第1章 機能を増やそうと言ったら、止められた
「便利だから、この機能も入れましょう」
あなたは、よかれと思って言った。ユーザーが喜ぶ。手間も省ける。足して困ることなんて、あるだろうか。
なのに、先輩は浮かない顔をする。
「……うーん。それ、本当に要りますか」
要るに決まっている。便利なのだから。なぜ、足すことを、こんなに渋るのか。
この渋い顔の裏には、百年ぶんの経験が畳み込まれている。そして、その経験が教えるのは、たいてい同じことだ。
足すのは一瞬。抱えるのは、一生。
──
ソフトウェアには、不思議な性質がある。
機能を一つ足すたび、増えるのは「一つ」では済まない。新しい機能は、すでにある機能と手をつなぐ。組み合わせが、かけ算で膨れていく。十の機能が二十になると、気を配るべき関係は、その倍では済まない数になる。

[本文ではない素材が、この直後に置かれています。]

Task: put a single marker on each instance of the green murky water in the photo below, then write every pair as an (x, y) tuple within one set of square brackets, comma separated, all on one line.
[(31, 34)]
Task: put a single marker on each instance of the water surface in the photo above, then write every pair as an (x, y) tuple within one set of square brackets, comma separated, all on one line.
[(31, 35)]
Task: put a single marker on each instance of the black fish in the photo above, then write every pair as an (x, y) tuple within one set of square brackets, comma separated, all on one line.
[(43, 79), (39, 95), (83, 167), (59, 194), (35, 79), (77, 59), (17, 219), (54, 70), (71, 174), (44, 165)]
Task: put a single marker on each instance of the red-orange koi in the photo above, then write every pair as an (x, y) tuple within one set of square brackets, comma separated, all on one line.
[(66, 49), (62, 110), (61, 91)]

図 1-1 足すのは一つ。増える関係は、一つでは済まない。
やがて、誰も全体を見渡せなくなる。ここを直すと、あそこが壊れる。なぜ壊れたのか、誰にもわからない。作ったはずの自分たちが、自分たちの作ったものに振り回されはじめる。
これが、プログラマーをずっと苦しめてきた、最初の不自由だ。複雑さに、飲み込まれる。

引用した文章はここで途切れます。